Calculation rules for quality metrics

Depending on your task, the asset-level quality metrics are computed differently:

Quality metrics calculation for classification tasks

When assets are labeled with consensus or honeypot activated (or after predictions are uploaded), a score of agreement is calculated.

The process for single-category classification tasks is as follows:

  1. Take all the selected categories. If the available categories were "red", "blue" and "green", and all the labelers selected "red", this value will be 1.
  2. Iterate through the selected categories:
    1. For each labeler who selected a given category, calculate 1 / number of labelers. For 3 labelers who selected "red", this value will be 1/3 for each one of them.
    2. Sum up the score per category. In our case: 1/3 + 1/3 + 1/3 = 1
  3. Sum up the total score for labeling task: add all the scores per category and then divide by the number of selected categories. In our case: 1 / 1 = 1. The score is 100%

The process for a multi-category classification task is exactly the same:

  1. Take all the selected categories. If the available categories were "red", "blue" and "green", and all the labelers selected "red" and "blue", this value will be 2.
  2. Iterate through the selected categories:
    1. For each labeler who selected a given category, calculate 1 / number of labelers. For 3 labelers who selected "red" and "blue", this value will be 1/3 for each one of them.
    2. Sum up the score per category. In our case: (1/3 + 1/3 + 1/3) + (1/3 + 1/3 + 1/3) = 2
  3. Sum up the total score for labeling task: add all the scores per category and then divide by the number of selected categories. In our case: 2 / 2 = 1. The score is 100%

📘

  • For consensus, if all labelers select the same class, the consensus will be evaluated to 1 (100% agreement). For honeypot, the score will be 100% only if labeler's choice exactly matches the gold standard.
  • You might say that Honeypot assumes the existence of two labelers. And one of them is always right.

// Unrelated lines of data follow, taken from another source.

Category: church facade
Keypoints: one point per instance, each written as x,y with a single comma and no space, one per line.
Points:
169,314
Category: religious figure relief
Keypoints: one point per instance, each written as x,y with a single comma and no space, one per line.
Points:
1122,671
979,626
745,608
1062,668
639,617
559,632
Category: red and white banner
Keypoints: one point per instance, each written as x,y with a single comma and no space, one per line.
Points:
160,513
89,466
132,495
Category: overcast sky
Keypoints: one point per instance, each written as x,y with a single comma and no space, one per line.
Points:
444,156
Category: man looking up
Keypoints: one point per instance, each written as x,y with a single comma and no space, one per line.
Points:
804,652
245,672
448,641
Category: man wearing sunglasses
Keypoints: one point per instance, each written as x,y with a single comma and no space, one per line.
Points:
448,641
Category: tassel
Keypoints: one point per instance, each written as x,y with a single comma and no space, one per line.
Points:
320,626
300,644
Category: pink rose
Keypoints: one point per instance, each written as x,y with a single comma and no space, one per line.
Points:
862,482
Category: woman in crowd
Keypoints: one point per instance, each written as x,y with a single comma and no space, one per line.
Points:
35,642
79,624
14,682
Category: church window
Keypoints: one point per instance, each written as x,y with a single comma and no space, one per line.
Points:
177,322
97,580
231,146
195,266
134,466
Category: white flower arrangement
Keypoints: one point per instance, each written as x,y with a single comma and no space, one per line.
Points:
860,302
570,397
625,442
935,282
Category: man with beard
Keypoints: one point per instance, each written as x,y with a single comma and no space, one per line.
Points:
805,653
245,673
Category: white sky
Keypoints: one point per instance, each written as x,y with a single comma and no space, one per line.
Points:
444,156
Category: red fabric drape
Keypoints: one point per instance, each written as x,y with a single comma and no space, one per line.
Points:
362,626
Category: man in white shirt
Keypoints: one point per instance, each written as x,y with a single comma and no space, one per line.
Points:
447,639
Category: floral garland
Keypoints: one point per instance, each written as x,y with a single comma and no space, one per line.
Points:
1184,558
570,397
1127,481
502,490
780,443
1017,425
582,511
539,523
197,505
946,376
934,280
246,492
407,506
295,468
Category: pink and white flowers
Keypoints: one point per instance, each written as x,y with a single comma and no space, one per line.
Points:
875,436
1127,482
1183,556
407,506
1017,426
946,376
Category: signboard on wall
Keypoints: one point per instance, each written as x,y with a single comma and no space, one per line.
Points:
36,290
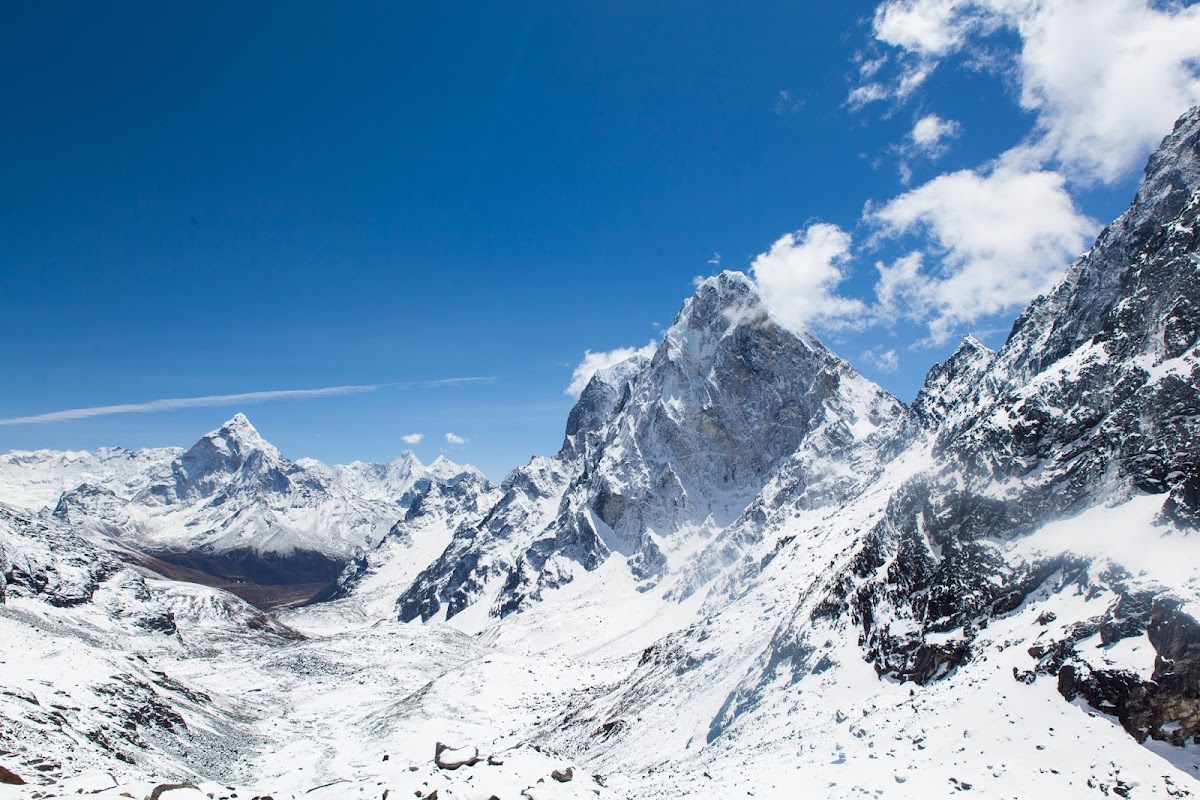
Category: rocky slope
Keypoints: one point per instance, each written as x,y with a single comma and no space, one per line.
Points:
664,452
748,569
232,506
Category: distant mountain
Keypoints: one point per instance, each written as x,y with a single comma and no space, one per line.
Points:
231,506
747,570
660,452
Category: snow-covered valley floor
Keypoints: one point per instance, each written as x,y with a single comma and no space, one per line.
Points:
310,704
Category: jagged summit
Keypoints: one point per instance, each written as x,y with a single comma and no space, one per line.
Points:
237,437
951,383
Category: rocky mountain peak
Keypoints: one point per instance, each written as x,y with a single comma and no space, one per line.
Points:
948,384
232,453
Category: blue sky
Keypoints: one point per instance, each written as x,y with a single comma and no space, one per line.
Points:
228,198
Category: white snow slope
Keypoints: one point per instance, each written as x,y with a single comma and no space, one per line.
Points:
749,572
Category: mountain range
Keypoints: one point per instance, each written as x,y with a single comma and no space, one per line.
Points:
748,570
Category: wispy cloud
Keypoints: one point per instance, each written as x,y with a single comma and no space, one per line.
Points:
219,401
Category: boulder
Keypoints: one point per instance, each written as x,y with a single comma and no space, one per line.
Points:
451,758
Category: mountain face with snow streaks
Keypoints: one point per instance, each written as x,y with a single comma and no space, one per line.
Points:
231,506
681,441
747,566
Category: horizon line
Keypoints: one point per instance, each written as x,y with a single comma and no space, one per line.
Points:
216,401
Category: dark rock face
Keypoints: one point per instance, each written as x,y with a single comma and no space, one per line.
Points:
688,438
1168,705
250,566
1093,397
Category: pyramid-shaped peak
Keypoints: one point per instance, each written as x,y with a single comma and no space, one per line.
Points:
720,304
235,435
971,346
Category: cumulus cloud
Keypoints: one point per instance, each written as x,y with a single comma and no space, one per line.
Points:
989,244
930,134
1103,78
798,280
883,360
593,362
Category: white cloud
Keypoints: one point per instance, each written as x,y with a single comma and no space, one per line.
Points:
930,133
173,403
1104,78
798,280
787,103
883,360
993,242
593,362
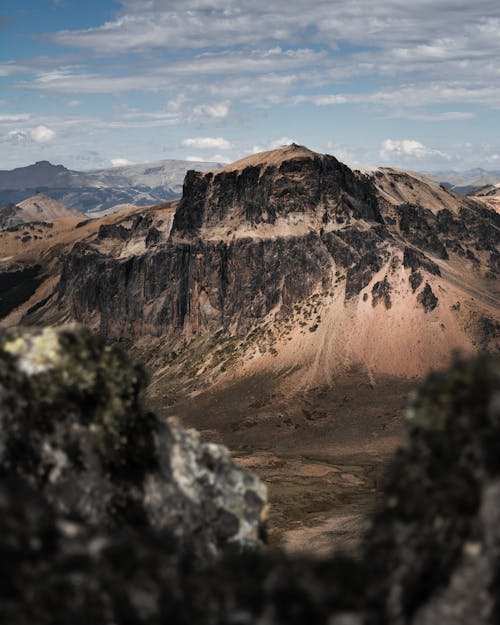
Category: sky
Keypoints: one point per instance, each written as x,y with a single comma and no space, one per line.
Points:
103,83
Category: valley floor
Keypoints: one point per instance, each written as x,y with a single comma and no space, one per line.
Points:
322,452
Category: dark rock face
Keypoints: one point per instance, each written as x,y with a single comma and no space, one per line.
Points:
263,193
434,549
381,292
432,555
203,285
206,278
71,426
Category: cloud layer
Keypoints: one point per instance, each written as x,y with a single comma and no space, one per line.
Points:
231,75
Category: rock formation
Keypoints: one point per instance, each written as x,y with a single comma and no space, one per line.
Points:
255,240
431,556
72,427
394,264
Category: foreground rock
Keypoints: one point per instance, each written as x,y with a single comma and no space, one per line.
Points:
431,557
72,427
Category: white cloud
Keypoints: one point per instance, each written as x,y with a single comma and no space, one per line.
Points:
207,143
120,162
407,148
218,110
42,134
14,117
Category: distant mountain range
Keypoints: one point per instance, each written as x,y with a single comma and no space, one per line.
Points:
466,182
37,208
148,183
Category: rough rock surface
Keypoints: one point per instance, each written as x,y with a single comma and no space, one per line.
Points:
72,426
263,234
432,555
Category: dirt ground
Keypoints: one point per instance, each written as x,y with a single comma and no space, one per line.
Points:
322,452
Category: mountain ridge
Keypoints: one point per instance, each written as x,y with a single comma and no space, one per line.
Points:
249,245
99,189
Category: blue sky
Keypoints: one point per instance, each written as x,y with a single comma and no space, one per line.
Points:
92,84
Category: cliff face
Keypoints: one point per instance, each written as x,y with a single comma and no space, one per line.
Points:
261,191
266,233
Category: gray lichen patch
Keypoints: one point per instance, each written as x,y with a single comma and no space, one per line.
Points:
72,425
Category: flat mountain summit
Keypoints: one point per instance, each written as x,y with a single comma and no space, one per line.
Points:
387,269
284,306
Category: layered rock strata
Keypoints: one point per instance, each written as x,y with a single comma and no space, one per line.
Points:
267,232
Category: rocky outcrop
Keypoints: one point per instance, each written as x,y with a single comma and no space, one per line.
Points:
262,235
299,182
196,286
73,428
431,556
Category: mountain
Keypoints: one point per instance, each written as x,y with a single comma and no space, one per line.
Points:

Quality metrics calculation examples for classification tasks

Selected categoriesNumber of labelersTotal score
1/33Class A: (1/3 + 1/3 + 1/3) = 1
1 / 1 = 100%
2/33Class A: (1/3 + 1/3 + 1/3) + Class B: (1/3 + 1/3 + 1/3) =
1 + 1 = 2
2 / 2 = 100%
2/33Class A: (1/3 + 1/3 + 0/3) + Class B: (0/3 + 0/3 + 1/3) =
2/3 + 1/3 = 1
1 / 2 = 50%
3/33Class A: (1/3 + 0/3 + 0/3) + Class B: (0/3 + 1/3 + 0/3) + Class C: (0/3 + 0/3 + 1/3) = 3/3 = 1
1 / 3 = 33%
1/32Class A: (1/2 + 1/2) = 1
1 / 1 = 100%
2/32Class A: (1/2 + 0/2) + Class B: (0/2 + 1/2) = 1
1 / 2 = 50%

📘

With only two labelers (or for honeypot), 50% is the lowest score possible.


Quality metrics calculation for object detection tasks

📘

Quality metrics calculation for object detection is implemented for bounding-boxes, polygons and semantic segmentation. It is not implemented yet for points, lines and vectors.

Each image is considered a set of pixels to be classified. A pixel can be classified into several non-exclusive categories representing different objects. The computation involves evaluating the intersection over the union of all annotations. So the ratio depends on common area. Hence:

  • two perfectly overlapping bounding-boxes correspond to a metric of 100 %
  • two completely distinct shapes correspond to a metric of 0 %

The mathematical formula for calculations is:

$∩(A,B)/U(A,B) $

With imprecise labeling, quality score quickly decreases.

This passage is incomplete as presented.